On 'National Ransom' it's clear were still held by Costello music.

LONDON, ENGLAND - JUNE 27: Elvis Costello performs during day 3 of the Hard Rock Calling festival held in Hyde Park on June 27, 2010 in London, England. (Photo by Gareth Cattermole/Getty Images)

Mr. Costello has come a long way from the British 'Pub Rock' scene and being 'the other Elvis'. For more than 3 decades and 30 albums Elvis Costello has brought hit after hit, even penning some great songs for others including his Canadian, jazz singing talent, wife Diana Krall. Now with his third album in as many years Elvis looks to hold our attention once more with 'National Ransom'.

This versatile, something for everyone album pays off too. The title track and main attraction 'National Ransom' starts off this album. The upbeat number sounds a lot like Costello's early work with his group The Attractions. From the first note Costello fans from the start will be brought in and felt welcome.

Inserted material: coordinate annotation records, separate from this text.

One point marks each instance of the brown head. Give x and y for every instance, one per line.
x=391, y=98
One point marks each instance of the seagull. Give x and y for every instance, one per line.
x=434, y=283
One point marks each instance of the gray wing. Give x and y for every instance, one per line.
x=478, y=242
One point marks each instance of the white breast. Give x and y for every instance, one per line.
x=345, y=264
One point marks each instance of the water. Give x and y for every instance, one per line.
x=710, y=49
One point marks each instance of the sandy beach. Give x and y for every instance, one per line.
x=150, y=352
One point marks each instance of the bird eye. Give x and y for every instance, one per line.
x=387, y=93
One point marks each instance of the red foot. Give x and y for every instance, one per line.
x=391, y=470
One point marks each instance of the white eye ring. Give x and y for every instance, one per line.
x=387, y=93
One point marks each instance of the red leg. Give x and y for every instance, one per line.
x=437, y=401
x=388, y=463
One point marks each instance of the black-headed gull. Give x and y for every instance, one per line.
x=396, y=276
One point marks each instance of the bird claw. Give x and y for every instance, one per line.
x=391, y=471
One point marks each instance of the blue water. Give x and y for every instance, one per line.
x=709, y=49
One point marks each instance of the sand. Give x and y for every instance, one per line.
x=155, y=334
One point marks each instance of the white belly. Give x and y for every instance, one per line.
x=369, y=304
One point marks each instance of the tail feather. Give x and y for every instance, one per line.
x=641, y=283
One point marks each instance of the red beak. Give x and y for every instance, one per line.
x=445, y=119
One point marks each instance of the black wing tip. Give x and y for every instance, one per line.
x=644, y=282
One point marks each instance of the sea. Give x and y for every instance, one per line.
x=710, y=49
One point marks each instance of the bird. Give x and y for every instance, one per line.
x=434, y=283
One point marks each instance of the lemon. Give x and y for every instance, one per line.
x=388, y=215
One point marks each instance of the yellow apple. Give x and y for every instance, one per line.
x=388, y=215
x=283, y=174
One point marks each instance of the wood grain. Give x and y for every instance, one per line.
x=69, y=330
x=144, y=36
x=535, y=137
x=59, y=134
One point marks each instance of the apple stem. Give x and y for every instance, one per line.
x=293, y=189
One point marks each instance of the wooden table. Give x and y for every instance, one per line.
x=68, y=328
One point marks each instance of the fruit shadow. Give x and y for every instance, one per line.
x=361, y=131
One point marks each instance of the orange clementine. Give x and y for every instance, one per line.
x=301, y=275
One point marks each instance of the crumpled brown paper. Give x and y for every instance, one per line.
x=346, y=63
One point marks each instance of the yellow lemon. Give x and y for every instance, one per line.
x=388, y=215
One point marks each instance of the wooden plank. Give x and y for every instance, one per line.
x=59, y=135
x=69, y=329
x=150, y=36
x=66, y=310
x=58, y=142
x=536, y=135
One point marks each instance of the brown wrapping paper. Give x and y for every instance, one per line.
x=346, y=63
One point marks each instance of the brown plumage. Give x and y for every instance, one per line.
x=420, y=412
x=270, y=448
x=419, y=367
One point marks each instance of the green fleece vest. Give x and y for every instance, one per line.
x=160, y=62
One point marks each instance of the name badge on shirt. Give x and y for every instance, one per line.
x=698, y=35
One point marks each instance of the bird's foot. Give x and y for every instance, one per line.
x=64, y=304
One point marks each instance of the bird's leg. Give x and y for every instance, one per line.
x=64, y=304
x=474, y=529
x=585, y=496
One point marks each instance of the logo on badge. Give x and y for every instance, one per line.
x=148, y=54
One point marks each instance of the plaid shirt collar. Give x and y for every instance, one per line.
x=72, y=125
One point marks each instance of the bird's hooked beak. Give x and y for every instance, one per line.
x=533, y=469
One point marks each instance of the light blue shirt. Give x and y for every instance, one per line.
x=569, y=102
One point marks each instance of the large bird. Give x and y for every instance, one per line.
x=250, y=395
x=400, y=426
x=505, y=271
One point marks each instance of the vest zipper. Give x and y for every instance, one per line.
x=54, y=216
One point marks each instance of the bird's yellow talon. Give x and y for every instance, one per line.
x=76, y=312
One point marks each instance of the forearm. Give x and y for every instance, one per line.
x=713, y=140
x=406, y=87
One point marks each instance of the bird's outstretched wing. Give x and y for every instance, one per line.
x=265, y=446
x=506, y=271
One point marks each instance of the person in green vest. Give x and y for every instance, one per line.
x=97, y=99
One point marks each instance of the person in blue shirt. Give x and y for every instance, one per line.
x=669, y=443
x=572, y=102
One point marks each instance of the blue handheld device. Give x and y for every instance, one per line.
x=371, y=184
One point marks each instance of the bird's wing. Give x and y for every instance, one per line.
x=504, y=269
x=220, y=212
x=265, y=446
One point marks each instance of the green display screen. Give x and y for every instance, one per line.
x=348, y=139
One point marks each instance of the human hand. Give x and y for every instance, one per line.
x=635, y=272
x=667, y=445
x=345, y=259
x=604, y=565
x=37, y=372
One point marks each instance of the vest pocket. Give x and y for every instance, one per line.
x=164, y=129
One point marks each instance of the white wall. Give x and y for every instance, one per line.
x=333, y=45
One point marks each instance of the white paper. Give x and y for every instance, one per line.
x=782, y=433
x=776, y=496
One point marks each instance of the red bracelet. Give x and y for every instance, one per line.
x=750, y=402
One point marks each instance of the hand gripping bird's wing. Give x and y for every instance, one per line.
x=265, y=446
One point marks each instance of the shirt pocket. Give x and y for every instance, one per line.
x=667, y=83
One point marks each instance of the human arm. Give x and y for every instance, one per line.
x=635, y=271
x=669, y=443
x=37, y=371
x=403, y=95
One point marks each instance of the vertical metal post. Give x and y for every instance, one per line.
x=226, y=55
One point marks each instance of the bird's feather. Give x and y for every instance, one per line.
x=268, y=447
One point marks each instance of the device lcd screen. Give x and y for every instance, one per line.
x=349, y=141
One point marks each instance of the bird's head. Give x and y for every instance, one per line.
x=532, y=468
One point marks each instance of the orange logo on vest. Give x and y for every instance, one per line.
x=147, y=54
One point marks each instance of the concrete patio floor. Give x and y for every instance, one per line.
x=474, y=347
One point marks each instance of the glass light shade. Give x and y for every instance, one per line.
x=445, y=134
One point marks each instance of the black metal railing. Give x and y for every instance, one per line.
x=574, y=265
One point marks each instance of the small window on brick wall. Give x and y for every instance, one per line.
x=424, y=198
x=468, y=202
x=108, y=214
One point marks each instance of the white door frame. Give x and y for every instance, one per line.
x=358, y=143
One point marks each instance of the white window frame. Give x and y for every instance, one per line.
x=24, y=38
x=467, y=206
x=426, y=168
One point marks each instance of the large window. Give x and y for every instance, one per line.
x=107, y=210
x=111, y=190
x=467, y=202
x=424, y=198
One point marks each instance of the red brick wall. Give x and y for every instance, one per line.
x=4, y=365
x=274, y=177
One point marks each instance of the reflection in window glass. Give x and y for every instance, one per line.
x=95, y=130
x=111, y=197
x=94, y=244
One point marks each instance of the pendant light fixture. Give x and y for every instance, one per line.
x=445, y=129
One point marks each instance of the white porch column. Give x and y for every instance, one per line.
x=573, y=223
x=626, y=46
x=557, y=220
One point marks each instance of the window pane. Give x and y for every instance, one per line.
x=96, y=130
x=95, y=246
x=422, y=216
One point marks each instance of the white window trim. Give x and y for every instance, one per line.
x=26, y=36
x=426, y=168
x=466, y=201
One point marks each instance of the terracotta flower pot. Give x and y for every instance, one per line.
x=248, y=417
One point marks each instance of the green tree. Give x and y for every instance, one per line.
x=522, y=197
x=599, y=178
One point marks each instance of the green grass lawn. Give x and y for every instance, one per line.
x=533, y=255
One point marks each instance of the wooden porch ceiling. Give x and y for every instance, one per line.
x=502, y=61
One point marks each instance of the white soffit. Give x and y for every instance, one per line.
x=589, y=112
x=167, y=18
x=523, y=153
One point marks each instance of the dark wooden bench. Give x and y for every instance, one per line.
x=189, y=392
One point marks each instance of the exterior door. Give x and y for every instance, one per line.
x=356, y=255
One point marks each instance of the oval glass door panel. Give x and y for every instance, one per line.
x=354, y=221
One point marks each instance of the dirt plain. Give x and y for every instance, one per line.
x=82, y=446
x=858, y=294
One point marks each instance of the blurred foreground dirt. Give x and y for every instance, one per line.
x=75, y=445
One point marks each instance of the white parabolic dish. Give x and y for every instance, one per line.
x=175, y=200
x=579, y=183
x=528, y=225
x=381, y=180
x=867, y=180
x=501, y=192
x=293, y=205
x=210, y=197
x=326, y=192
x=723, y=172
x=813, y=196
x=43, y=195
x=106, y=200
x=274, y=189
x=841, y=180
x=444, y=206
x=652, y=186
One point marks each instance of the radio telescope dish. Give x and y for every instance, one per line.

Producer T Bone Burnett has-as usual-been busy this year. The legendary producer gave Jakob Dylan a more country, American rooted edge for his acclaimed album 'Women & Country' this year and now he joins Costello again following last years 'Secret, Profane & Sugarcane'. On this album T Bone grows the British singer more American roots. Especially with the slow number 'Jimmie Standing in the Rain' which could be played in a down south bar. A far cry away from that 'pub rock' scene .

Liverpool's greatest musical export bar a fab four comes funky and deep with 'Stations Of The Cross' proving he's come a long way from Lime Street. Elvis Costello's distinct, diverse vocals have always allowed him to deviate between timeless, slow ballads ('She') and uptempo classics ('Pump It Up') and after adopting the vocal styling of his earlier work he returns to 'her' on 'A Slow Drag With Josephine' . A slow burner that really draws you in with each tote.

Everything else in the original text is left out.